Class DefaultEntityResolver

java.lang.Object
io.sf.carte.doc.xml.dtd.DefaultEntityResolver
All Implemented Interfaces:
EntityResolver, EntityResolver2

public class DefaultEntityResolver extends Object implements EntityResolver2
Implements EntityResolver2.

Has common W3C DTDs/entities built-in and loads others via the supplied SYSTEM URL, provided that certain conditions are met:

  • URL protocol is http/https.
  • Either the mime type is valid for a DTD or entity, or the filename ends with .dtd, .ent or .mod.
  • The whitelist is either disabled (no host added to it) or contains the host from the URL.

If the whitelist was enabled (e.g. default constructor), any attempt to download data from a remote URL not present in the whitelist is going to produce an exception. You can use that to determine whether your documents are referencing a DTD resource that is not bundled with this resolver.

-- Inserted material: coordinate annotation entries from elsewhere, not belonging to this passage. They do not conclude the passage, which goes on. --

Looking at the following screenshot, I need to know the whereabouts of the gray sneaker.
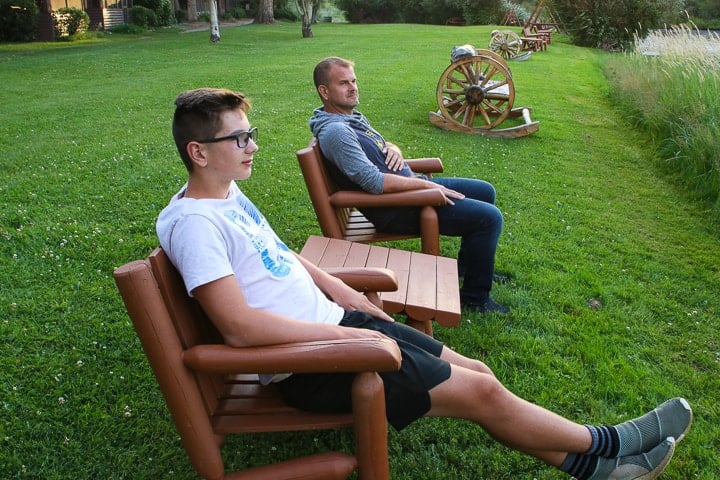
[588,437,675,480]
[615,397,692,457]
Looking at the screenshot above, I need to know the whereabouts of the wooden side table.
[300,236,460,335]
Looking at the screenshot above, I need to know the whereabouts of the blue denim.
[363,177,503,304]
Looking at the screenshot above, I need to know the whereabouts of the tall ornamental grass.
[607,27,720,212]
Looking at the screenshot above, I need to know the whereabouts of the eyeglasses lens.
[237,128,257,148]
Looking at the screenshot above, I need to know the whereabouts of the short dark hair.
[172,88,252,172]
[313,57,355,89]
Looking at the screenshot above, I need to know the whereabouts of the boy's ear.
[186,142,207,167]
[318,85,327,100]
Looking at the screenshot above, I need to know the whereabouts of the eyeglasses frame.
[196,127,258,148]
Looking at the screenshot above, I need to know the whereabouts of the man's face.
[318,65,360,114]
[203,110,258,181]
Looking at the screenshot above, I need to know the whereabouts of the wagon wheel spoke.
[437,51,515,129]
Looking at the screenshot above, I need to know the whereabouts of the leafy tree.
[0,0,40,42]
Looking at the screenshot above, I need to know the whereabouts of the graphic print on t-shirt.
[224,195,295,277]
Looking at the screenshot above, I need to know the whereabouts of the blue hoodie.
[309,107,415,194]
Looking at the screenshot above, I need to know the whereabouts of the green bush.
[133,0,175,27]
[553,0,684,50]
[175,8,187,23]
[53,7,90,37]
[337,0,400,23]
[128,5,157,28]
[337,0,506,25]
[108,23,147,35]
[0,0,40,42]
[395,0,463,25]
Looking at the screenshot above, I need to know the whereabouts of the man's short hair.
[172,88,251,172]
[313,57,355,89]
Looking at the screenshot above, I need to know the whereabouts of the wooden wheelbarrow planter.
[429,45,540,138]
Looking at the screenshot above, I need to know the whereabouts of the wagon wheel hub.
[465,85,485,105]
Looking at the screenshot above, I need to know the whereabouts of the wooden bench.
[300,236,460,335]
[297,139,446,255]
[114,248,401,480]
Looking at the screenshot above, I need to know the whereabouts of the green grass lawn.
[0,23,720,480]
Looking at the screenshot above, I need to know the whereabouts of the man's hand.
[382,143,405,172]
[427,182,465,205]
[325,279,395,322]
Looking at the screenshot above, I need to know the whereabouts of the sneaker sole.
[632,437,677,480]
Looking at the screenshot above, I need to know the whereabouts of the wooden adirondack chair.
[114,248,400,480]
[297,139,445,255]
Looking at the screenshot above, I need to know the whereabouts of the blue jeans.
[363,177,503,303]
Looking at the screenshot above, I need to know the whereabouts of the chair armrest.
[330,188,447,208]
[405,158,443,173]
[183,338,401,374]
[323,267,398,292]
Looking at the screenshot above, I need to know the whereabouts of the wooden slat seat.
[114,248,400,480]
[300,236,461,335]
[297,139,445,255]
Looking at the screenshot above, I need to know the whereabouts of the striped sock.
[559,453,600,480]
[585,425,620,458]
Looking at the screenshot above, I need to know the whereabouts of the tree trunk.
[255,0,275,23]
[295,0,316,38]
[310,0,320,24]
[210,0,220,43]
[188,0,197,22]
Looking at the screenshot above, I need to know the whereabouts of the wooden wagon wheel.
[490,30,522,60]
[437,55,515,129]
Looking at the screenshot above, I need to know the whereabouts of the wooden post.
[210,0,220,43]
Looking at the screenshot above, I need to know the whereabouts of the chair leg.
[420,207,440,255]
[352,372,390,480]
[405,317,433,337]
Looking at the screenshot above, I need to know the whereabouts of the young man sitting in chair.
[157,88,692,480]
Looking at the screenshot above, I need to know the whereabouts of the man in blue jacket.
[310,57,509,313]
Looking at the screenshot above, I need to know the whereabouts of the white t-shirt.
[156,183,344,325]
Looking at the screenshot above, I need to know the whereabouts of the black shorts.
[277,312,450,430]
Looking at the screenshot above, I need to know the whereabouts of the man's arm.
[296,255,395,322]
[188,275,384,347]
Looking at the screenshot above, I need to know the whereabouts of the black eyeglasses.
[197,127,257,148]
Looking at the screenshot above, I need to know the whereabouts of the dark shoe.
[590,437,675,480]
[462,297,510,313]
[493,273,510,285]
[615,397,693,456]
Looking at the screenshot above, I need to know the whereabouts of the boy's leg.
[427,365,592,467]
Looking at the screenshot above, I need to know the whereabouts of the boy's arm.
[296,255,395,322]
[193,275,384,347]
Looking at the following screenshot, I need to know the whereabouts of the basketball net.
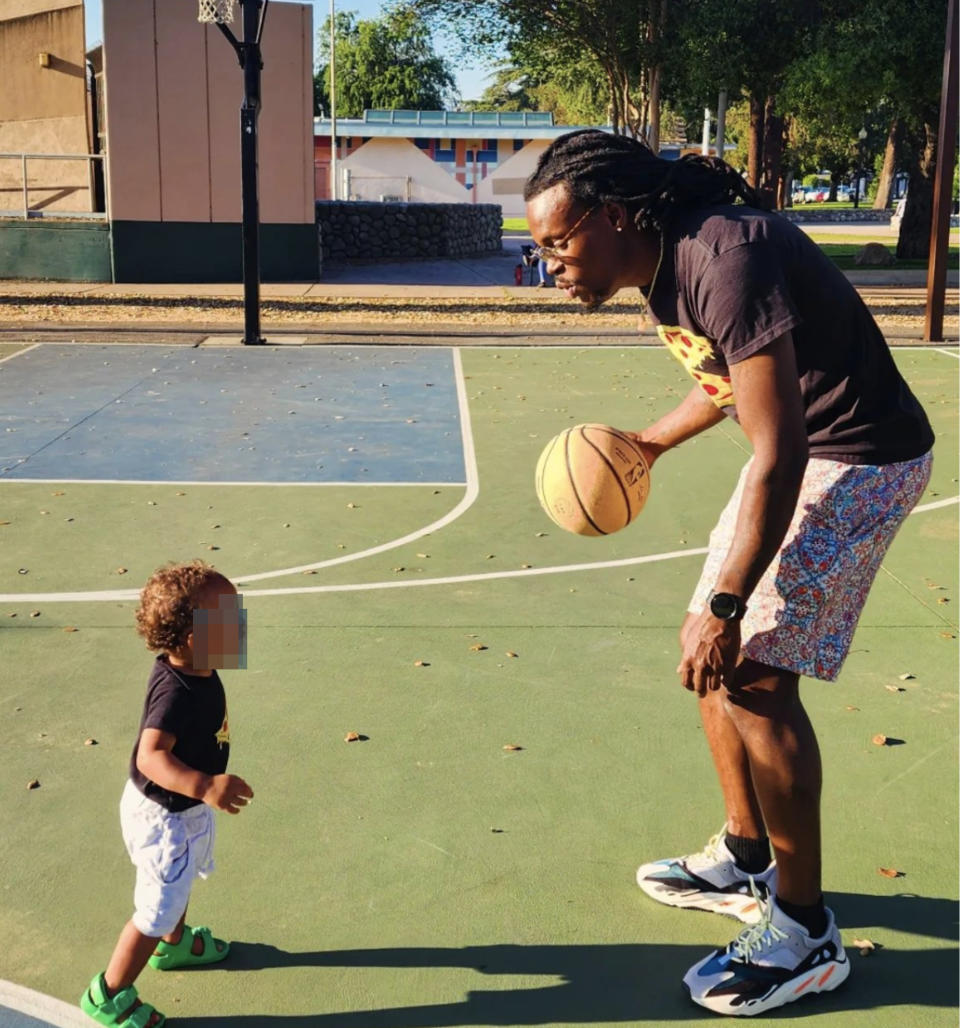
[196,0,236,25]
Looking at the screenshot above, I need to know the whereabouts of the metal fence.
[0,153,107,220]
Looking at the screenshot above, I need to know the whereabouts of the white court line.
[0,979,93,1028]
[0,497,960,603]
[236,346,480,584]
[0,478,467,489]
[0,342,43,364]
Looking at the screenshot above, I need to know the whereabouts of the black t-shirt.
[130,655,230,812]
[650,206,933,465]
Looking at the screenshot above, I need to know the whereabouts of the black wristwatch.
[707,589,746,621]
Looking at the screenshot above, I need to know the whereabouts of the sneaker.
[636,824,777,924]
[684,897,850,1017]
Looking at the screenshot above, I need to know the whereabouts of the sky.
[84,0,489,100]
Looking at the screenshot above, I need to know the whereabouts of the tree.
[463,57,607,125]
[664,0,824,206]
[313,6,456,118]
[413,0,668,147]
[793,0,947,259]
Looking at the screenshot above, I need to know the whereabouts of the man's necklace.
[637,232,663,328]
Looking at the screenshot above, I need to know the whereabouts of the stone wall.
[780,207,893,225]
[317,200,503,264]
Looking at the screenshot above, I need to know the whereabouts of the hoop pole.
[239,0,264,346]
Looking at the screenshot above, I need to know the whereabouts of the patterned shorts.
[688,453,933,682]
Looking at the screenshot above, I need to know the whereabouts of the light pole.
[853,129,866,210]
[199,0,269,346]
[327,0,337,199]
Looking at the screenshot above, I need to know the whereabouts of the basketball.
[537,424,650,536]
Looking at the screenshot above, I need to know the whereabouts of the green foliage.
[313,5,455,118]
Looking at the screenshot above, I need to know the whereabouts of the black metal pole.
[239,0,265,345]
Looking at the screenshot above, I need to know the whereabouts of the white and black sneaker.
[636,825,777,924]
[684,898,850,1017]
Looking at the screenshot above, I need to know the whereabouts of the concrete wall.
[103,0,319,282]
[476,139,552,218]
[0,0,91,214]
[0,219,111,282]
[103,0,313,225]
[338,139,473,204]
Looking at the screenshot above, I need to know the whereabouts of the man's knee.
[724,658,800,721]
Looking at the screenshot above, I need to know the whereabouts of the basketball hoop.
[196,0,236,25]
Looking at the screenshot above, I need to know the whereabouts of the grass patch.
[816,238,960,271]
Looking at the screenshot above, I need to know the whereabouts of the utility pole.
[199,0,269,346]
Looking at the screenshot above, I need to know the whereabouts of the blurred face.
[190,579,247,671]
[526,182,630,307]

If the constructor with a false argument was used, the whitelist can still be enabled by adding a hostname via addHostToWhiteList(String).

Although this resolver should protect you from most information leaks (see SSRF attacks) and also from jar: decompression bombs, DoS attacks based on entity expansion/recursion like the 'billion laughs attack' may still be possible and should be prevented at the XML parser. Be sure to use a properly configured, recent version of your parser.

  • Constructor Details

    • DefaultEntityResolver

      public DefaultEntityResolver()
      Construct a resolver with the whitelist enabled.
    • DefaultEntityResolver

      public DefaultEntityResolver(boolean enableWhitelist)
      Construct a resolver with the whitelist enabled or disabled according to enableWhitelist.
      Parameters:
      enableWhitelist - can be false to allow connecting to any host to retrieve DTDs or entities, or true to enable the (empty) whitelist so no network connections are to be allowed until a host is added to it.
  • Method Details

    • addHostToWhiteList

      public void addHostToWhiteList(String fqdn)
      Add the given host to a whitelist for remote DTD fetching.

      If the whitelist is enabled, only http or https URLs will be allowed.

      Parameters:
      fqdn - the fully qualified domain name to add to the whitelist.
    • getExternalSubset

      public InputSource getExternalSubset(String name, String baseURI) throws SAXException, IOException
      Allows applications to provide an external subset for documents that don't explicitly define one.

      Documents with DOCTYPE declarations that omit an external subset can thus augment the declarations available for validation, entity processing, and attribute processing (normalization, defaulting, and reporting types including ID). This augmentation is reported through the startDTD() method as if the document text had originally included the external subset; this callback is made before any internal subset data or errors are reported.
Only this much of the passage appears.